Letters: Finding the right words after confrontation; Appreciative to firefighters after false alarm
Finding the right words after confrontation
Some days ago, I was puttering around on my driveway in my wheelchair, deadheading flowers , etc. Out of nowhere, two young boys walking by with their parents yelled at me, calling me a cripple and telling me to get out of my chair and get a job. I was stunned and so didn’t respond, just turned around and came back into my home. I let this experience percolate for a while because I didn’t want to address it while really angry.
Now I’m ready. I am not defined by this chair or my walker or by my ever-so-white hair. I am defined by these descriptors: I am a mother, grandmother, sister, step-daughter, good friend and listener, two-time breast cancer survivor, wife, lover of bad jokes and lots of color, and more.
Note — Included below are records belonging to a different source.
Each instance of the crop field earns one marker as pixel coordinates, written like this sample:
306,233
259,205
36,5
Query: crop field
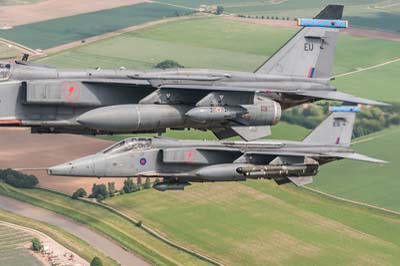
370,183
234,45
259,223
213,43
16,2
381,83
13,248
8,52
50,33
67,240
123,232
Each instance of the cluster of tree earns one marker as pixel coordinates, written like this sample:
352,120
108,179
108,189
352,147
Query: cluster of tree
369,120
168,64
264,17
219,10
18,179
36,244
130,186
101,191
96,261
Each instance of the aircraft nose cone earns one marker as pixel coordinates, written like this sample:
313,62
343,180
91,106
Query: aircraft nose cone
91,118
61,169
74,168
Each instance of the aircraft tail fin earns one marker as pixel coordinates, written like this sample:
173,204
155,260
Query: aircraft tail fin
336,129
310,52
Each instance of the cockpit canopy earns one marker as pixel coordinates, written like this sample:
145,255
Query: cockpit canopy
128,144
4,71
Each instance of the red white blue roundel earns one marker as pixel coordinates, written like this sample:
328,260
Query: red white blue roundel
143,161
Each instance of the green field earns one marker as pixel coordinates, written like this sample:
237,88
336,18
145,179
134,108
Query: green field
122,231
374,14
7,52
69,241
50,33
16,2
235,45
258,223
370,183
13,247
251,223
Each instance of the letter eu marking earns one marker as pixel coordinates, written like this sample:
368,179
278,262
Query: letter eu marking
308,47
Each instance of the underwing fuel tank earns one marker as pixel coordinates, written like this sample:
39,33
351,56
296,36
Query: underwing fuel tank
274,171
134,117
264,113
163,186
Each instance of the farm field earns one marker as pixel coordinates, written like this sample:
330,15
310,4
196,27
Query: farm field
259,223
8,52
64,238
369,183
379,84
235,45
99,219
16,2
50,33
374,14
14,247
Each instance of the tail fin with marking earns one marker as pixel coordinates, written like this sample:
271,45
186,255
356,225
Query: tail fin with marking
336,129
310,52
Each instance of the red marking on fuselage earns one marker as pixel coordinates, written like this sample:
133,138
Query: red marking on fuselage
189,156
71,91
11,122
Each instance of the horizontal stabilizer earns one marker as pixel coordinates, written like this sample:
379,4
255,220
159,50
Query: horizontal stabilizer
331,12
358,157
224,133
340,96
301,181
250,133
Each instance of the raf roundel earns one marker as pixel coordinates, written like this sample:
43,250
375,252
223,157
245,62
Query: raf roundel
143,161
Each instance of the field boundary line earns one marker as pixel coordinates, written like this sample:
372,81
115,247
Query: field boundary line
351,201
108,35
368,68
20,47
173,5
153,232
37,233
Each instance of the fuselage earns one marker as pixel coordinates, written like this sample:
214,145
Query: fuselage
187,159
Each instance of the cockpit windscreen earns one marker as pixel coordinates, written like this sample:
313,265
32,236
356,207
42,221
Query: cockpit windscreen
128,144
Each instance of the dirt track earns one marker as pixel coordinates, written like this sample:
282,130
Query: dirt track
95,239
20,149
50,9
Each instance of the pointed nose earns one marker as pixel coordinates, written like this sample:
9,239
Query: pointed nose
83,167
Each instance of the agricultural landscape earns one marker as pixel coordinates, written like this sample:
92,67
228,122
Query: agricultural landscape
247,223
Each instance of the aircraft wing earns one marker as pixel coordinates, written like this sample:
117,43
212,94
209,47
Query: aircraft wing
356,156
341,155
339,96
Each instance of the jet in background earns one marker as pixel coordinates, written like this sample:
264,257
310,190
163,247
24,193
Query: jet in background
182,161
229,103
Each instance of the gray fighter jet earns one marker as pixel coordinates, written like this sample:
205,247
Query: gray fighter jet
96,101
180,162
I know I have a disability but it has not ruined my life, nor will I let it do so.
I have lived in a lovely community, Dalevue, for 30 years. I’ve never heard a disparaging remark from anyone until this time; in fact, my neighbors have been unflagging in their support for me during some tough periods. So I’m hard pressed to figure out where these boys came to their thoughts. My hope is not from church or school. So I must go to conversations at the kitchen table, and if that is true it is sad.
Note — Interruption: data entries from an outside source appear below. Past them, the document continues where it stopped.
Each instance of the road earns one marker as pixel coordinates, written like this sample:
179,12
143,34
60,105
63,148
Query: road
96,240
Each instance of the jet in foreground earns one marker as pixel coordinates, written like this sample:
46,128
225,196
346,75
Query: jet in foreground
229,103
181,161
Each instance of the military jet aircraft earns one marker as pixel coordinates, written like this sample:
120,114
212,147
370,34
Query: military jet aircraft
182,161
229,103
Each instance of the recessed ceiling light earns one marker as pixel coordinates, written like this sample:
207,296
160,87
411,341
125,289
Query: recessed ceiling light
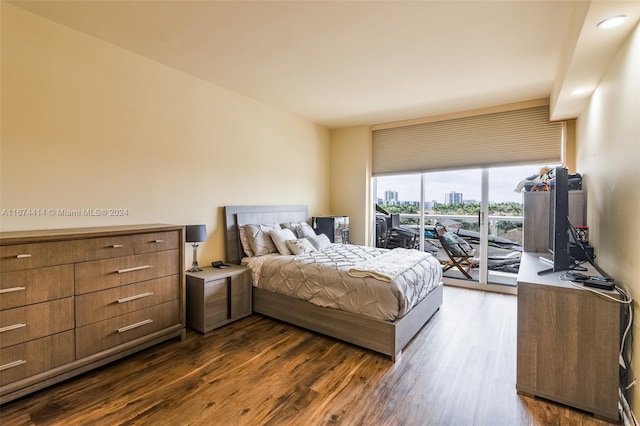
579,91
611,22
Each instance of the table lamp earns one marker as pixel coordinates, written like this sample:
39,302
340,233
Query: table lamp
196,234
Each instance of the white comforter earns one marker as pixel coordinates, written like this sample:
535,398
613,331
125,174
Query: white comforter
379,289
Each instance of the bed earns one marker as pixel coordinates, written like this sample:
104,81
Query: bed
387,337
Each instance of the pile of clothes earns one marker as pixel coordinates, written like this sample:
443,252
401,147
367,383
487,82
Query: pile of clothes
544,180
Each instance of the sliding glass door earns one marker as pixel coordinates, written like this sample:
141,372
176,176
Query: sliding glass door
481,207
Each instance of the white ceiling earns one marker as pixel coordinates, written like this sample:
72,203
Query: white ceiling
345,63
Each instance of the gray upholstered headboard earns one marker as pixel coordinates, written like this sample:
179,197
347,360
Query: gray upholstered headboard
234,216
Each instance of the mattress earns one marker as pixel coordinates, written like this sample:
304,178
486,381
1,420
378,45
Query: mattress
323,278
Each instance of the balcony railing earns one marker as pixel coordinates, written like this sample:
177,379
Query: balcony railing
504,248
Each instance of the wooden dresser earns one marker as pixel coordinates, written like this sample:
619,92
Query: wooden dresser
75,299
568,341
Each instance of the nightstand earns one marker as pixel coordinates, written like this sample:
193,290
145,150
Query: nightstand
216,297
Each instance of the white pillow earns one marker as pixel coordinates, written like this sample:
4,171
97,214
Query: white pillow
260,240
245,242
280,237
300,246
320,242
305,230
301,229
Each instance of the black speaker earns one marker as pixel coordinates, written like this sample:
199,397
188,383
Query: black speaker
581,254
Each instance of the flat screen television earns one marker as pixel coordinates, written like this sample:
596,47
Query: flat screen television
559,222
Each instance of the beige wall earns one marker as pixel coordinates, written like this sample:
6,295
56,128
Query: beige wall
86,124
351,180
608,156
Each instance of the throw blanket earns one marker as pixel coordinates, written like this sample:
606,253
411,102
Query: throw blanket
389,265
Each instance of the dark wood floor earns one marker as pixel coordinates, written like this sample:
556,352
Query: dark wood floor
459,370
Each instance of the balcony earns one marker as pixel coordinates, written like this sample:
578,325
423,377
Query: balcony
504,243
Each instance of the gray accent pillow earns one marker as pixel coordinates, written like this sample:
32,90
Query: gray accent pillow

I have a suggestion for their parents, who were with the young men but with their own ear buds and concentrating on their cellphones. Why not pay some attention to your offspring, if even just for a short amount of time? I would say this to your faces if I saw you again.
Appreciative to firefighters after false alarm
My wife and I went to sleep on Sunday night fulling intending to sleep in. At 5:11 a.m. we are startled awake by yelling and lights in the hallway. I instinctively reach for the quick access gun safe on my nightstand, until I realize that they are not intruders but are in fact firefighters.
The firefighters explained the smoke alarm from the basement triggered an alarm. We checked all the alarm sensors. There was no fire. There were no dangerous gasses. Everything was OK. A false alarm, thankfully.
Once the crowd was gone, we checked the second-floor bathroom window the firefighters used to gain access. The undamaged screen had been carefully placed next to the unbroken window. A broken window, broken lock, or broken door would have been expected, but these volunteer professionals took a ladder to the back of our house to an open window and did not even damage a screen.
To the firefighters and police who responded this was probably just another annoying false alarm. To my wife and me, Monday was a stressful but enlightening experience. Fortunately, it was just a faulty smoke detector, but it could have been a disaster. These first responders were on our front porch in less time than it takes me to be capable of forming coherent sentences in the morning.
We learned something important that morning. That is, the all-volunteer firefighters of Bellefonte are quick, thorough, professional, and refreshingly courteous.
Short-term rentals should be inspected
As someone who has rented private homes in State College so I could attend football and basketball games, I was dismayed to learn that these homes do not receive regular safety inspections.
How can the borough allow people to rent their properties over and over for short terms, like weekends, and not make sure those properties are safe?
I’d like to know their reasoning on this.